"I am very happy today. No one has spoken to me since I started sleeping here for so long," said an emotional Malaysian worker who spent his night at the void deck under a HDB flat before bidding goodbye to Tzu Chi volunteers who passed him a care package and chatted with him for a while.
A Movement Control Order (MCO) was implemented by the Malaysia government on 18 March 2020 aiming to curb the spread of the novel coronavirus (COVID 19). It not only prohibits all social activities and shut down all schools and religious sites, but also closed its border restricting entry of its citizens and foreigners. From this date onward, this Malaysian worker who commute daily to Singapore to earn a living began to shuttle between his workplace and the void deck of HDB block, where he slept at night.
The implementation of MCO in Malaysia has brought dilemma to many Malaysian workers who commute daily between Singapore and Johor to earn their living. Some of them were forced to take unpaid leave and stay home; while others decided to enter Singapore before 18 March in order to keep their jobs, but risk without a roof over their heads.
Although the Singapore government had urged employers to make lodging arrangement for their Malaysian employees and had turned Jurong East Sports Hall into a temporary dormitory to house these workers, there were still some of them who have nowhere to go to.
An offer to help “my loved ones”
Thankfully, there were kind people and volunteer groups whom have offered accommodations after learning about the plight of these workers. There were also volunteers who acted spontaneously by visiting HDB blocks to find these workers, bringing along food and daily supplies to them.
"They are now facing some difficulties, so it would be great if we could help them in some ways such as help in the form of money, a place to stay or clothing for change" said volunteer Ng Siow Lee who was shocked when she saw so many Malaysian workers sleeping outside the MRT station.
Saddened by the sight, Ng then continued to track the situation of these foreign workers from time to time and took to the social media to urge the public to pay attention to these foreign workers and try to provide them with the needed support.
On discovering the charitable act initiated by Ng through her Facebook, Tzu Chi Charity Development Department, Khoo Jyh Hao contacted Ng voluntarily to discuss on how the Foundation could assist the stranded workers. Ng was elated with the offer as if someone is offering to help her own family members in need.
In the early morning of 4 April, the staff from Tzu Chi Charity Development Department took off together with Ng and other volunteers to assess the situation of the foreign workers living at the void deck of HDB flats near Woodlands Checkpoint. They found 12 male workers who were mostly odd job labourers.
After assessing and understanding the situation faced by these foreign workers and their needs, Tzu Chi immediately started purchasing and packing the aid materials that include water, food, face masks and hand sanitizers.
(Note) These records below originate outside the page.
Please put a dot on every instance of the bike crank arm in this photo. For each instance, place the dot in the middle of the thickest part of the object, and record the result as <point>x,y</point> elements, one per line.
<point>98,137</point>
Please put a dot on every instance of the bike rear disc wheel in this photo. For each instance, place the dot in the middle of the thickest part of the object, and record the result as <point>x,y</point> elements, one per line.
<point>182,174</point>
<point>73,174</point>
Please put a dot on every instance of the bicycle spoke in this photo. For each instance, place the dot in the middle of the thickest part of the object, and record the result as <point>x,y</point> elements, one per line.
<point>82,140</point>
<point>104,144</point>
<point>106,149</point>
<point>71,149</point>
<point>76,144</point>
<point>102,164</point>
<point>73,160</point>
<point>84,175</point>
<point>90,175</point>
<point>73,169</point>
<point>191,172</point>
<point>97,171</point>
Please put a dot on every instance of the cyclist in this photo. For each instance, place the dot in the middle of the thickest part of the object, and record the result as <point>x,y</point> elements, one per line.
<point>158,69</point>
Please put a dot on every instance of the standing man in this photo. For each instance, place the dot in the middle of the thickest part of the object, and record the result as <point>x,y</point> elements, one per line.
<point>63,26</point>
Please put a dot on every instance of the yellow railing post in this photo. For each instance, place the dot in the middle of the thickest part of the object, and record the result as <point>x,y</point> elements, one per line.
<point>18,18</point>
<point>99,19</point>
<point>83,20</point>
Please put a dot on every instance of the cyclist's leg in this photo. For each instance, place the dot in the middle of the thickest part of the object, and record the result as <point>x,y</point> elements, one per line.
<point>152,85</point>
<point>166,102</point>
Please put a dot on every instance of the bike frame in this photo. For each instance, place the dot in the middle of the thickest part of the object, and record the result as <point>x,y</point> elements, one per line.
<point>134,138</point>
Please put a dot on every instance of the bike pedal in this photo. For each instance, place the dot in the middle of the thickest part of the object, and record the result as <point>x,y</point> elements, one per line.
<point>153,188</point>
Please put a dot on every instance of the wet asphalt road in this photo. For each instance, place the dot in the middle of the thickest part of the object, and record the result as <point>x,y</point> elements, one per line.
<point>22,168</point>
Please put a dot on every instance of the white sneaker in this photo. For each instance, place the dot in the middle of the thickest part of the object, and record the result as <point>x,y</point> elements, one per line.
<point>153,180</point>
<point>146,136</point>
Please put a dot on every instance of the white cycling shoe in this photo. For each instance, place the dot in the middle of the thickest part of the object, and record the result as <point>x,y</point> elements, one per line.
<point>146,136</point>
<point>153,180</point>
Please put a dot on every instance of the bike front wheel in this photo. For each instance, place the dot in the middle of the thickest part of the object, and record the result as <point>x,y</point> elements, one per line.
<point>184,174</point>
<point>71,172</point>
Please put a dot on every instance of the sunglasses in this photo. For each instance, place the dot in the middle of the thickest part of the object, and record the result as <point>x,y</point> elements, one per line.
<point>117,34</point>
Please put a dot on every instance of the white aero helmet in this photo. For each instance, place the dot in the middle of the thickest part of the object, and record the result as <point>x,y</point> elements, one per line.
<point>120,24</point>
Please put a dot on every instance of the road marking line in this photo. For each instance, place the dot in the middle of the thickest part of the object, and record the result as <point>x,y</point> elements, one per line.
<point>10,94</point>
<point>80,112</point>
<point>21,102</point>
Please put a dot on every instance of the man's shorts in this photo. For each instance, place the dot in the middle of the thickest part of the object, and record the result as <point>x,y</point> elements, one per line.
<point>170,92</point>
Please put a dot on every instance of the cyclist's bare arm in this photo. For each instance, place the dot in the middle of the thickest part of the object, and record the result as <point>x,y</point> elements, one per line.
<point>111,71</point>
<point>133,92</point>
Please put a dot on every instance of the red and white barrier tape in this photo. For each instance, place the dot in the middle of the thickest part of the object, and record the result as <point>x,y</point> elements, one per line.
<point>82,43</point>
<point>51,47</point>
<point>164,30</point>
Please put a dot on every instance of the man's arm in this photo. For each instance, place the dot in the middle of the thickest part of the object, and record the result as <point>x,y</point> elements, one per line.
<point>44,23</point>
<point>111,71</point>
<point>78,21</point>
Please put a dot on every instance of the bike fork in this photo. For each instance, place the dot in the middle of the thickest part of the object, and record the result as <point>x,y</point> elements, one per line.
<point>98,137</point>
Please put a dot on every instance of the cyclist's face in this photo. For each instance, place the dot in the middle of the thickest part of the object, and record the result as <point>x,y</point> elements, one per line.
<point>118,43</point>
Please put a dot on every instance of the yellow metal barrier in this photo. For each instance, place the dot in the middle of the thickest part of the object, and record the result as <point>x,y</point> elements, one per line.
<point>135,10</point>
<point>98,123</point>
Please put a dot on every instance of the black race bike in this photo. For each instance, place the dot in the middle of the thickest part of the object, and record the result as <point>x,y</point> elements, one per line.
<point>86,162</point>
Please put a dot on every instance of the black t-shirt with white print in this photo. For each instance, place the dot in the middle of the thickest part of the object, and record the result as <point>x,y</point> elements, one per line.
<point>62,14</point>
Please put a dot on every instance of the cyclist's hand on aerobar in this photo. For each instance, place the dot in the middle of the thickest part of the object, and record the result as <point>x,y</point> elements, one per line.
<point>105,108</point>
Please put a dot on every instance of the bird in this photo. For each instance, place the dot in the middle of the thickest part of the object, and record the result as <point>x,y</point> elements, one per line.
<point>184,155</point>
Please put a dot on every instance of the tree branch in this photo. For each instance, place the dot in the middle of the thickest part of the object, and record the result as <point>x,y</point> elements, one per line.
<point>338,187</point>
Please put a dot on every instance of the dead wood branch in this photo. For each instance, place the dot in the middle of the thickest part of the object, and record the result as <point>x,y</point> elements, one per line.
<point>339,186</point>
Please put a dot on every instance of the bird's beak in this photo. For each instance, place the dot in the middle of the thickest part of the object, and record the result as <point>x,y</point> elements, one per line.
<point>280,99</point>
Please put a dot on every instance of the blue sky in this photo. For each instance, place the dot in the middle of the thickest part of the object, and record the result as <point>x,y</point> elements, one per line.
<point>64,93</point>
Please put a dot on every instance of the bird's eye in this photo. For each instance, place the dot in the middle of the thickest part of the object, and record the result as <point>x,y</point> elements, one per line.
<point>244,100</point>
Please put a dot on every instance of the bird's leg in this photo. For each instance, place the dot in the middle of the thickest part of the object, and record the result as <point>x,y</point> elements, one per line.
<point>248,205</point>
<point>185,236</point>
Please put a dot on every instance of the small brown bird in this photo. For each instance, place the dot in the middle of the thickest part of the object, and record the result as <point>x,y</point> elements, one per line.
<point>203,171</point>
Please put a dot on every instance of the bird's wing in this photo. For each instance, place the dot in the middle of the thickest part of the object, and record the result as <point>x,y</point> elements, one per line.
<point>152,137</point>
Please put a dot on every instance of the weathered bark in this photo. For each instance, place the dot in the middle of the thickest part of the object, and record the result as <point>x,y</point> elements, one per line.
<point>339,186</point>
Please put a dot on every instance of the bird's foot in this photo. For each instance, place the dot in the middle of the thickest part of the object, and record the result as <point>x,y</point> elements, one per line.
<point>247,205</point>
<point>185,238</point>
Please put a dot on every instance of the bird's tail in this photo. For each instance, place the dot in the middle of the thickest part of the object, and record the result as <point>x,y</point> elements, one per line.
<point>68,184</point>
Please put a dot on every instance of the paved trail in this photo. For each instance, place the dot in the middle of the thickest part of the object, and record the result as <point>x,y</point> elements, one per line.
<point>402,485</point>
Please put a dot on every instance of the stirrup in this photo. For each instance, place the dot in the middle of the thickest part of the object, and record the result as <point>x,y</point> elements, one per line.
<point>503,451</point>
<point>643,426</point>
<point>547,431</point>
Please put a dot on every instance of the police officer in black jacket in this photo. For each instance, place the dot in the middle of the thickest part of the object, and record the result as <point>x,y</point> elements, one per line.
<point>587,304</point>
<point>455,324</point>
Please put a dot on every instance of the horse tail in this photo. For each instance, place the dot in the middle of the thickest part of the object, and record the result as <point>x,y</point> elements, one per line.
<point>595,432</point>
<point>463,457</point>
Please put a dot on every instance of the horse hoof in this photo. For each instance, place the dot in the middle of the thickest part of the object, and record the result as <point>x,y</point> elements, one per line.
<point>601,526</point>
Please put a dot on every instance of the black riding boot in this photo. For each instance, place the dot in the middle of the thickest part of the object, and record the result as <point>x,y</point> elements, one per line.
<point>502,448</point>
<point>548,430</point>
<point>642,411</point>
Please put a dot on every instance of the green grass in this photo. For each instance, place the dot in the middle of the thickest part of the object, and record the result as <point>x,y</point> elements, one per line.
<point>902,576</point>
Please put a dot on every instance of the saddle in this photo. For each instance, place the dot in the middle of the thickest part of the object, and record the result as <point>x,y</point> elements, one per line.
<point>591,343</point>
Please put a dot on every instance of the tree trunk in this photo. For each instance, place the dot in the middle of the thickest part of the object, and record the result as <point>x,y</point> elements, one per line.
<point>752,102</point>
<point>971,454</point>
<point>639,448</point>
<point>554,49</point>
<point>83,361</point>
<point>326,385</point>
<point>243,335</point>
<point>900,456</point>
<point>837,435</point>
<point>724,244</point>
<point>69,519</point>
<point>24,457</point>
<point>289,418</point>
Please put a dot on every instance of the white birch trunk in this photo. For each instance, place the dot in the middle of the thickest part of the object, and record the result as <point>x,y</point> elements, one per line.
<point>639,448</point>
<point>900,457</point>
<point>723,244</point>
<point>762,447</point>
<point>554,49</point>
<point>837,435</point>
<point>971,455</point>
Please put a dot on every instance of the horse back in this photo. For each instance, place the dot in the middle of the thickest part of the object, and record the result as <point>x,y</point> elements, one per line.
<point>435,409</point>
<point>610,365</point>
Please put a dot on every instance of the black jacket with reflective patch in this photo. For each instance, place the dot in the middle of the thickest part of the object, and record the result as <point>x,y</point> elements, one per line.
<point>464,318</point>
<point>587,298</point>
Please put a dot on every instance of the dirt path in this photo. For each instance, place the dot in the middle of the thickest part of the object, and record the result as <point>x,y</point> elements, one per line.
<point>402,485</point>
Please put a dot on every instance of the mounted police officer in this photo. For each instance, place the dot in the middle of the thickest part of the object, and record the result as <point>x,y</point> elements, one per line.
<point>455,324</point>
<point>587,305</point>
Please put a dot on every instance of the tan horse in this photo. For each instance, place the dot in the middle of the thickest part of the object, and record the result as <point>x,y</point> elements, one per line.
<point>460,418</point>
"These workers were stranded in a foreign country to earn a living, and the ongoing pandemic has affected their jobs and income. We hope to provide them with some assistance. The important thing now is their safety" said Low Swee Seh, the CEO of Tzu Chi Singapore.
Low and a few Tzu Chi volunteers started visiting and handing out care packages to the stranded workers at void decks of HDB blocks in Marsiling on 4 April 2020. This was the same day when the Prime Minister of Singapore, Lee Hsien Loong made his third address to the nation where he announced the government’s decision to implement a circuit breaker measure that will last for one month to curb the pandemic.
Nobody knows when this pandemic is going to end and when life can return to normal. However, people around the world have shown their care and love for each other. By working together and helping each other, we will definitely win this war against COVID-19.
Note: According to media reports, there are 330,000 Malaysians who travel across the causeway every day to work in Singapore.